Die Stadt als Eigentümer kämpft seit Jahren mit der Anfälligkeit der Anlage. Diese ist in die Jahre gekommen und zudem Wind und Wetter ausgesetzt. Die Reparaturen sind aufwendig, die Wartung teuer. Denn die 100 verbauten Neonröhren verblassen mit der Zeit oder fallen ganz aus. Dann müssen sie über eine Spezialfirma wieder aufgearbeitet werden oder nach Sondermaßen neu gefertigt werden. Einen fünfstelligen Betrag, so heißt es, kostet das die Stadt mittlerweile jedes Jahr.

Essenerinnen und Essener findet Slogan nicht mehr zeitgemäß

Doch nicht nur wegen ihrer häufigen Ausfälle steht die Lichtwerbeanlage seit einiger Zeit in der Diskussion. Auch ihre inhaltliche Botschaft, so meinen einige, sei nicht mehr zeitgemäß. Essen habe als Einkaufsstadt an Glanz und Bedeutung verloren. Nichts also, mit dem man noch werben sollte.

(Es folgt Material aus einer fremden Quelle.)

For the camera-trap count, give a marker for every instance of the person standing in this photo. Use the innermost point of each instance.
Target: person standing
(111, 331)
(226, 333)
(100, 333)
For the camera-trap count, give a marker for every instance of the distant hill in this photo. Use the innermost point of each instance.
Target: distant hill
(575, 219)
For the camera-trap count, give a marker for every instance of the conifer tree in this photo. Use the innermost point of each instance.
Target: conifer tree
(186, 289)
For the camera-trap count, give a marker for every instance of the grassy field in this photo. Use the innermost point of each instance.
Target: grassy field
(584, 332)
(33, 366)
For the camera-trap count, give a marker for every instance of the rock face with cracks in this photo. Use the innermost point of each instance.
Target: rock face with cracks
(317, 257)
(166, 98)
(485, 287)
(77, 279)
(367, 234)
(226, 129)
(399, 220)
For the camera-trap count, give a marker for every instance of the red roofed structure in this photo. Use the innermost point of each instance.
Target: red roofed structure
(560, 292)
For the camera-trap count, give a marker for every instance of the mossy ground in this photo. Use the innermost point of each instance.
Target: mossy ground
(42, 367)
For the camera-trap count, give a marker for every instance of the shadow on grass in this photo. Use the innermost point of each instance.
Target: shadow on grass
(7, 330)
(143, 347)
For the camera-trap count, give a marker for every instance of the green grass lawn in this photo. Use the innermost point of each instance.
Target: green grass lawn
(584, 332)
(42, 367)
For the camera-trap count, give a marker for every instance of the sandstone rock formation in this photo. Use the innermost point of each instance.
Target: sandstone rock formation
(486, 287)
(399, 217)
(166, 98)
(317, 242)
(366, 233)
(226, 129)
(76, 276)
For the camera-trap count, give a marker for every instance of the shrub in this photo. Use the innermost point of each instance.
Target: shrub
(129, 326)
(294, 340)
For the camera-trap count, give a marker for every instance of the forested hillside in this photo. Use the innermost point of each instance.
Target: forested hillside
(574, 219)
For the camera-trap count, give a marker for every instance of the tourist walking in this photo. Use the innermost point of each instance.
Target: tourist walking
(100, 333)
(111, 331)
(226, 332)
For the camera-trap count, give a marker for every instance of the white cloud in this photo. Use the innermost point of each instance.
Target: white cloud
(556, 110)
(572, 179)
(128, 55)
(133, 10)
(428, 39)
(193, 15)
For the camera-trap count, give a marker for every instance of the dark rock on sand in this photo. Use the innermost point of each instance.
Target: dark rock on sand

KommentarSoll „Essen – die Einkaufsstadt“ verschwinden? Unbedingt!

So regt denn auch ein Bürger in einer Eingabe an den Beschwerdeausschuss des Stadtrates an, den Schriftzug zu verändern. Kritisch merkt er darin an: „Essen ist bekanntermaßen keine Einkaufsstadt mehr. Der Titel am Eingangstor zur Stadt wirkt bei massiven Leerständen in der Innenstadt und verzweifelten Förderversuchen mit Steuermitteln aus der Landeskasse schon eher als Karikatur.“

Mindestens die technischen Probleme und hohen Kosten veranlassen jetzt die Stadt, zu handeln. So soll die Lichtanlage auf dem Dach des denkmalgeschützten Handelshofes saniert und durch moderne Lichttechnik ersetzt werden. Ziel ist es, „die stadtbildprägende Wirkung zu erhalten, jedoch die Betriebssicherheit zu optimieren und den Wartungsaufwand zu minimieren“, schreibt die Stadt als Antwort auf die Eingabe des Bürgers.

„Essen – die Einkaufsstadt“: Verschwindet der Schriftzug?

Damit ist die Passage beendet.